For a variety of reasons, you might be considering naming a trust as your IRA beneficiary. If that’s the case, then chances are that you have questions about how, exactly, that would work. One of the most common questions people have when they name a trust as their IRA beneficiary is, “Who will pay the tax on the inherited IRA distributions? The trust, or the trust beneficiaries?”

Unfortunately, there’s no easy way to answer that question because it can depend on the language in your trust and, in some cases, what actions your trustee chooses to take (or not take) after the trust inherits the IRA. And if you’re wondering why any of this even matters, here’s why. Trusts pay higher taxes at an accelerated rate compared to people.

For instance, in 2015, trusts get to the highest federal income tax bracket of 39.6% at just over $12,000 of income. Single filers don’t hit the same top 39.6% federal income tax bracket until well over $400,000 of income, and that number is even higher for married couples filing joint returns!

So clearly, the question of just who will pay the tax on your IRA when you name a trust as your beneficiary is an important one to answer. So here’s the “short” version of a long, very complicated answer.

Determining whether your trust or the trust beneficiaries will pay the tax on your inherited IRA distributions will depend on how quickly the trust pays out the money it receives from the inherited IRA. If the inherited IRA funds, like required minimum distributions, go into the trust from the inherited IRA, and then out from the trust to the trust beneficiaries, in the same accounting year, then your trust beneficiaries will pay the taxes on those distributions at their own personal rates.

How that actually happens is a bit complicated and is best left to your tax professional to sort out, but if you’re a “got to know” type of person, here’s the deal. Your trust will record the income from the inherited IRA, but it will get a corresponding deduction, known as a distributable net income (DNI) deduction, that will offset the inherited IRA income. Your trust beneficiaries will then get a k-1 from the trust and pick up the inherited IRA income on their own personal return at their own personal rate.

If on the other hand, your trust does not pay out the money it receives from the inherited IRA within the same tax year, then the inherited IRA distribution will be taxed at trust tax rates. If/when those funds are later distributed to your trust beneficiaries, they will receive the distributions free of income tax.

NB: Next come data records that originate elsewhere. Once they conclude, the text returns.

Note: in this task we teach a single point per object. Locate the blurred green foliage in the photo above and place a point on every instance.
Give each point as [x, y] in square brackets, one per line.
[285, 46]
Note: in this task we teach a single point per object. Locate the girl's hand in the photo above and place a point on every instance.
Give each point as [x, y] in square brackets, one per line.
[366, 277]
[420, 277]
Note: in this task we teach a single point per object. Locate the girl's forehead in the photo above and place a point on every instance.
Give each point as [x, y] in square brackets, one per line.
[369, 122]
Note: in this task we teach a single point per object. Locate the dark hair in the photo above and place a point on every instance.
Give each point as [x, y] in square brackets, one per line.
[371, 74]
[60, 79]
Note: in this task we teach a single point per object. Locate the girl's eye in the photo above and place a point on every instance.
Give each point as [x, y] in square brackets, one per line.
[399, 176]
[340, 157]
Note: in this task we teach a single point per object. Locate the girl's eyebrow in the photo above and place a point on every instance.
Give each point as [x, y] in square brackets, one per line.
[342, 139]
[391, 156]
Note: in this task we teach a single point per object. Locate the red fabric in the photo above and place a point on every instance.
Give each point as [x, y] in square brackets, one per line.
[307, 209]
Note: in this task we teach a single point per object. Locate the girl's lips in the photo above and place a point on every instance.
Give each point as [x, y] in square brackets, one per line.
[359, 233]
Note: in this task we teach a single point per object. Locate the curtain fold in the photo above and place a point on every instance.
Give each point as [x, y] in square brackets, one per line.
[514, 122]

As the comparison in tax brackets indicated above show, it’s almost always more income-tax efficient to have inherited IRA distributions taxed to your trust beneficiaries rather than to your trust itself. On the other hand, chances are that if a trust is being designated as your IRA beneficiary, it’s being done to provide some level of post-death control. Once funds are distributed from your trust to your trust beneficiaries, that post-death control is lost, so it’s important to balance these two interests carefully.